Unfortunately, nothing was different about his performance…voice wise I mean. The technique and tone that he employed back then and which was suitable for a folk piece, was not applicable and did not transpose well for “the Prayer”. His voice lacked the Classical undertone, the rounding of the notes as we call it, that I have come to expect from any rendition of this piece. I am unsure if it was the emphasis being put in the wrong syllables at times or perhaps I was being confused by his thick Trinidadian accent. His voice was quite colloquial and he seemed and sounded out of his element. Emma Griffith had the contemporary tone for the piece but seemed to fluctuate occasionally around the correct pitch. The duo made some recovery toward the end of the song though, and I applaud Emma for so skillfully brining Kale back from what appeared to be the dreaded path of incorrect lyrics. All that being said, it was my impression that the classical genre and such light music is probably not the strongest suit for either of the duo. The audience however did not seem to mind either way. By the Bridge: “Sognamo un mondo senza piu violenza…” They were back to their frenzied state and I must say… it was becoming quite contagious.Another Guest performer was Sean Daniel. I can’t say too much about I think I was too distracted by his opening statements to appreciate whatever he did afterward. “All the Ladies say Yay Yay???.. and all the Real fellas say Hmmm!” Was that the norm for a gospel concert?… and what the Hell does “Real Fella” supposed to mean :|?? I did however quite enjoy that little session when the Members of Jeunes Agape spontaneously joined Sean during his performance. Their rich harmonies added so much more to the performance I can’t even describe it. As perplexing as his opening statements were, I can agree with him on one thing though:
“Jeaunes Agape could Sang!!.. Not sing.. Sang!”

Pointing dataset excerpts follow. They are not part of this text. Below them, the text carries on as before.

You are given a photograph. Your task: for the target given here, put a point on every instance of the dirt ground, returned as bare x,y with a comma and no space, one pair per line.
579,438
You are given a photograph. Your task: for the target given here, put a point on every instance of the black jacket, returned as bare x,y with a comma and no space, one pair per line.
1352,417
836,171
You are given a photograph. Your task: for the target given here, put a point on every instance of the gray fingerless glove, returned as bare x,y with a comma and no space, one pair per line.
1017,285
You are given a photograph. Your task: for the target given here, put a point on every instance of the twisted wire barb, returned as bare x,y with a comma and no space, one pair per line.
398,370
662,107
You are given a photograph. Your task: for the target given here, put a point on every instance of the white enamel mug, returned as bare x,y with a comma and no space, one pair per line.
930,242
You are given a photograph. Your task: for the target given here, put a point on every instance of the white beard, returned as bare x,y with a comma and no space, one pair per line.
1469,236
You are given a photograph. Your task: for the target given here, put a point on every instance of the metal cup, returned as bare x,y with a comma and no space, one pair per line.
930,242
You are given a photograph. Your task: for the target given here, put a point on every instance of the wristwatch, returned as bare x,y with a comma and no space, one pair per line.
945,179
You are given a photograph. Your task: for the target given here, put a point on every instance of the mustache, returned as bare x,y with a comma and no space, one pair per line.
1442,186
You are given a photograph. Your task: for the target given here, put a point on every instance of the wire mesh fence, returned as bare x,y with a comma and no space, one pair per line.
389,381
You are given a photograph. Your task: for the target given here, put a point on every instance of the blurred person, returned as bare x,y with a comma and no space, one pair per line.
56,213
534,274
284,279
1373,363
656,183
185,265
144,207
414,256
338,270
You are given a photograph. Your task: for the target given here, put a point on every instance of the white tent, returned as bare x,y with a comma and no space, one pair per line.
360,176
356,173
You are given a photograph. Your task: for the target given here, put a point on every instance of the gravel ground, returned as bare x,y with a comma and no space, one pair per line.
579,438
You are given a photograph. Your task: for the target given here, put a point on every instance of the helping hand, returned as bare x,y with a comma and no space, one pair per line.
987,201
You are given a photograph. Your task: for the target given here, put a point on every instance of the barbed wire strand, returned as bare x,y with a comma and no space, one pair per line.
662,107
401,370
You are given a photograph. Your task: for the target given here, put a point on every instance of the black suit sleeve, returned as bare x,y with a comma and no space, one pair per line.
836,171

I appreciated that the choir was only present when needed instead of being ever-present for the entire show, standing like a silent back drop with no particular purpose. ’cause then I will tend to get distracted by the odd man out who would pick their nose, or fidget ever so frequently. The backup singers were there only when they needed to sing and even better, only how much were needed at times this may be just one to add an occasional harmony to a solo or a duet or the full cast. When they weren’t needed they seated or left the stage area with a purpose… not the uncertain trailing off that I have become so accustomed to seeing from other groups. Props for that!It was commendable that all the accompanying vocals and danceswere done by Jeunes Agape themselves. They truly are a multi-talented bunch. And the way the ensemble members so seamlessly made their transition from backup singers by the mics upstage to the full-out dancing downstage and then back to the mics… Weeeeey Jed!By the end of the show I became indistinguishable from the frenzied Mass! I was on my feet too and I doing much more than tapping my feet… I t was truly an entertaining experience and just between you and me, (you being the million and one people who may eventually read this), being able to witness such an event, I confess… I felt the joy of what it used to be like to be Truly Christian again.